Accoudé sur la tablette voisine comme au rebord de la fenêtre d’une décapotable, DSK savoure, sourire aux lèvres. Il roule tout droit vers une victoire.

La tâche s’annonce en revanche bien rude pour Me Bigot et Me Leick. Pendant plus d’une heure, les deux avocats livrent bataille pour sauver les meubles. Le premier raille la grandiloquence de ses adversaires: « La société serait en danger à cause du livre de madame Iacub? C’est bien dit mais c’est grotesque. » Il revendique la démarche littéraire d’une femme blessée par la passion, qui assure ne plus se souvenir du mail envoyé à son ancien amant, fin novembre.

Les scènes sexuelles, une atteinte à la vie privée? « Mme Iacub dit elle-même qu’elles sont fausses et romancées! » Au nom du Nouvel Observateur, Me Didier Leick implore, lui, que l’on ne « tue pas le messager d’une mauvaise nouvelle. Un scoop, ça a un sens, non? Quand on est directeur de la rédaction, on n’a qu’un seul juge, les lecteurs. »
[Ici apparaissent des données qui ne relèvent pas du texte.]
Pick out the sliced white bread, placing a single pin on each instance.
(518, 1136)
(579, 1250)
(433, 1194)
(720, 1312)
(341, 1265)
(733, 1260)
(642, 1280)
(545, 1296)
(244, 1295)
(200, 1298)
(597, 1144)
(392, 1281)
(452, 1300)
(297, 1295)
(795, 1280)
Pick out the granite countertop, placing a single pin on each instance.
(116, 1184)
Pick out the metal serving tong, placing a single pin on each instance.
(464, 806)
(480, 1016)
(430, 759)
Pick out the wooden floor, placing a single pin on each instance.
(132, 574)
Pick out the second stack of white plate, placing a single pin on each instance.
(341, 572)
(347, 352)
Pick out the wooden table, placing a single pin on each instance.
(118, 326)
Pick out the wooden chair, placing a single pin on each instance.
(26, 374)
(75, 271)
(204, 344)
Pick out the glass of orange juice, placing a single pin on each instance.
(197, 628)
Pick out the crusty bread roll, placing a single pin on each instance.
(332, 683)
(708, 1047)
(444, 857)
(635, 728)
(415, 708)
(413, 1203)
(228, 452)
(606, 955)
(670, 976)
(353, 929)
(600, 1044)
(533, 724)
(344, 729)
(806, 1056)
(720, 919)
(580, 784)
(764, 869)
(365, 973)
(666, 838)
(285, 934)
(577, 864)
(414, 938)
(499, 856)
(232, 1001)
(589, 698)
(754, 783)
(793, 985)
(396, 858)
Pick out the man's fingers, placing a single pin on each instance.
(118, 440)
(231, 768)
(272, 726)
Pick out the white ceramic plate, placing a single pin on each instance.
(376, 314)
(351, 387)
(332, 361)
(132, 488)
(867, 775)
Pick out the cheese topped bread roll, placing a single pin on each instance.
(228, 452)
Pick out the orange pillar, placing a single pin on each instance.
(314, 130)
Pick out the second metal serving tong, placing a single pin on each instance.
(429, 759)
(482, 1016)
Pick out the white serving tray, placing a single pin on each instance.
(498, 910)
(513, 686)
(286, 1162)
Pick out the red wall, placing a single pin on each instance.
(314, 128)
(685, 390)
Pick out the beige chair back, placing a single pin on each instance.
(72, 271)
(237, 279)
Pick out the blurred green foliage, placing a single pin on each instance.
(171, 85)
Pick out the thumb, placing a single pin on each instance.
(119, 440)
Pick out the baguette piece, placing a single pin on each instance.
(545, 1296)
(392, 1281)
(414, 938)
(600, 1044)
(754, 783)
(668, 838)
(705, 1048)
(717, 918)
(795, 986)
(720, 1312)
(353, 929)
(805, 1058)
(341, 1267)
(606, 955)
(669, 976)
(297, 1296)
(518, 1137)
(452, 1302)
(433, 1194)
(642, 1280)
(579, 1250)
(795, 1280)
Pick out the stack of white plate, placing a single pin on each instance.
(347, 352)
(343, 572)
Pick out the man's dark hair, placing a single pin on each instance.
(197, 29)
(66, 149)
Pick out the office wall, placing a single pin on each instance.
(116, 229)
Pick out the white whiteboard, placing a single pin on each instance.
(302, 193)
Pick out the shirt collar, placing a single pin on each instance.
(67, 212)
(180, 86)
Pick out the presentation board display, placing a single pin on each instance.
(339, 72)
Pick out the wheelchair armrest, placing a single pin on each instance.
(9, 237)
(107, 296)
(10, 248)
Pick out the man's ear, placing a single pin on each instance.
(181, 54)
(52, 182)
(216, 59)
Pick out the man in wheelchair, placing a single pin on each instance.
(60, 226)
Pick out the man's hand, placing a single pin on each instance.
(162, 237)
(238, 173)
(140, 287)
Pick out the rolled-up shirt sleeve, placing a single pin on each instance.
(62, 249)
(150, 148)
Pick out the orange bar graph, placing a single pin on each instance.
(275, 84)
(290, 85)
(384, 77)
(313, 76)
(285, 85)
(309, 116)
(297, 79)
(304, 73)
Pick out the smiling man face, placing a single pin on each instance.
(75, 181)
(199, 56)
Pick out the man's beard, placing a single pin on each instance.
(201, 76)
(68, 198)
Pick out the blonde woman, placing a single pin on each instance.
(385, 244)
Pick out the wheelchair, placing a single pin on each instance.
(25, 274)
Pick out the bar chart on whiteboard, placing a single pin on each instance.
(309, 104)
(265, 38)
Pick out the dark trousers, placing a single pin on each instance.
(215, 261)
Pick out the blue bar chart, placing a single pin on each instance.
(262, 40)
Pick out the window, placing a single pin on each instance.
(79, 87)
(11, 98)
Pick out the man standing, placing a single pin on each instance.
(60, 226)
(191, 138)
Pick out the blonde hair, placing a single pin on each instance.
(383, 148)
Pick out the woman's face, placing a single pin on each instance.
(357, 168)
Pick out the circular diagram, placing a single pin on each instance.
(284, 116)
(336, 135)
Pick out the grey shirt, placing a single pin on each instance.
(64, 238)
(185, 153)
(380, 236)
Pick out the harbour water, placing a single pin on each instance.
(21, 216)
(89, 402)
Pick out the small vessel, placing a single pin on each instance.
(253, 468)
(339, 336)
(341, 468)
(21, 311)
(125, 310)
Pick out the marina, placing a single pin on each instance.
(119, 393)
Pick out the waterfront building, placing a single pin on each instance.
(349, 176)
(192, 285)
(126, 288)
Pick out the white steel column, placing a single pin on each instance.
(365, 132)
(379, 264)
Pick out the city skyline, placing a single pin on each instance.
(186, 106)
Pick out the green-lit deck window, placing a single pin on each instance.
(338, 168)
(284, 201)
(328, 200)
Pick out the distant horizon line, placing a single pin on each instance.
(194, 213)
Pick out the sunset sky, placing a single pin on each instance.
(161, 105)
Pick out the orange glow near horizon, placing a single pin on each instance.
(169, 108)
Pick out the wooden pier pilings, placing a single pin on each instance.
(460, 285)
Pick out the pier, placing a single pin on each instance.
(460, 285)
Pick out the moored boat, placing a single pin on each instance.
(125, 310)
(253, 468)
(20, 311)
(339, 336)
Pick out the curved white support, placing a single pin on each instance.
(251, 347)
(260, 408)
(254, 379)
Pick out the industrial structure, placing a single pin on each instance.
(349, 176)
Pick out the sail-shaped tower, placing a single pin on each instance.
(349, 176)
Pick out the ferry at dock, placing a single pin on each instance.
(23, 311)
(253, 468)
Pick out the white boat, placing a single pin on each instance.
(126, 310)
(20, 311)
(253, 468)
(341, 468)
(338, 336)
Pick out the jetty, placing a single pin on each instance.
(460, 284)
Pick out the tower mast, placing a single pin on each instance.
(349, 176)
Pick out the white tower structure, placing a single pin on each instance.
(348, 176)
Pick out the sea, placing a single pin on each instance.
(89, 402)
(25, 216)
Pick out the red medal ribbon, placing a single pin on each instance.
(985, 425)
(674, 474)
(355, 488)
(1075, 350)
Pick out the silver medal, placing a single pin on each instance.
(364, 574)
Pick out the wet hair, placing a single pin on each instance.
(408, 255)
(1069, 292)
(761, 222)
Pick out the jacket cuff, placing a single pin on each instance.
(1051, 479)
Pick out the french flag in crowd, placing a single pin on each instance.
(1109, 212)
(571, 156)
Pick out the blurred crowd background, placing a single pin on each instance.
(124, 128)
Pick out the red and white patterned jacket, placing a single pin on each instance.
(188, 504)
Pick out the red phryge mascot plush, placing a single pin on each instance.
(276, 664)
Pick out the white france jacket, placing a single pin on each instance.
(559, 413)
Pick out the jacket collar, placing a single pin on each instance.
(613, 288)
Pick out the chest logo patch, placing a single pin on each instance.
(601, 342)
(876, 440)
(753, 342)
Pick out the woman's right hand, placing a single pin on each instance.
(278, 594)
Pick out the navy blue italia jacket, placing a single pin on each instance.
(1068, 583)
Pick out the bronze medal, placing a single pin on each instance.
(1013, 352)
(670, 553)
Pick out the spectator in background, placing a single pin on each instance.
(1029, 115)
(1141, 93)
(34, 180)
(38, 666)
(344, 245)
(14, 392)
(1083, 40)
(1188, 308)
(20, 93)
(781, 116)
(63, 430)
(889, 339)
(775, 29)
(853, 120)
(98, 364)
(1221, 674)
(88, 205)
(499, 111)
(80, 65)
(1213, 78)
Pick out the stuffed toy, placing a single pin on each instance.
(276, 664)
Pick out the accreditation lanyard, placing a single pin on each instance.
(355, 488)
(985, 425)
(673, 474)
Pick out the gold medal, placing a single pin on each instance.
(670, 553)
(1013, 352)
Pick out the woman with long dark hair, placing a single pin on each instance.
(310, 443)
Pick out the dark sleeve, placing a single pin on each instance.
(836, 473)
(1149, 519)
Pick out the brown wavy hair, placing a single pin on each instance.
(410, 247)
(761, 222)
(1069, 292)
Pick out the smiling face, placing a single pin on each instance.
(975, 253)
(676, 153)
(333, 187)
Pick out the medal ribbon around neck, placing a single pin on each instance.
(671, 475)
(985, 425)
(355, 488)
Il est 13 h 30. La présidente annonce la fin de l’audience et le début des délibérés. L’ancien ministre s’offre une sortie de star avant de retrouver le luxe douillet de Montparnasse, son nouveau fief.

Et la décision a finalement été rendue publique plus tard ce mardi soir: pas d’interdiction, mais un encart inséré dans le livre.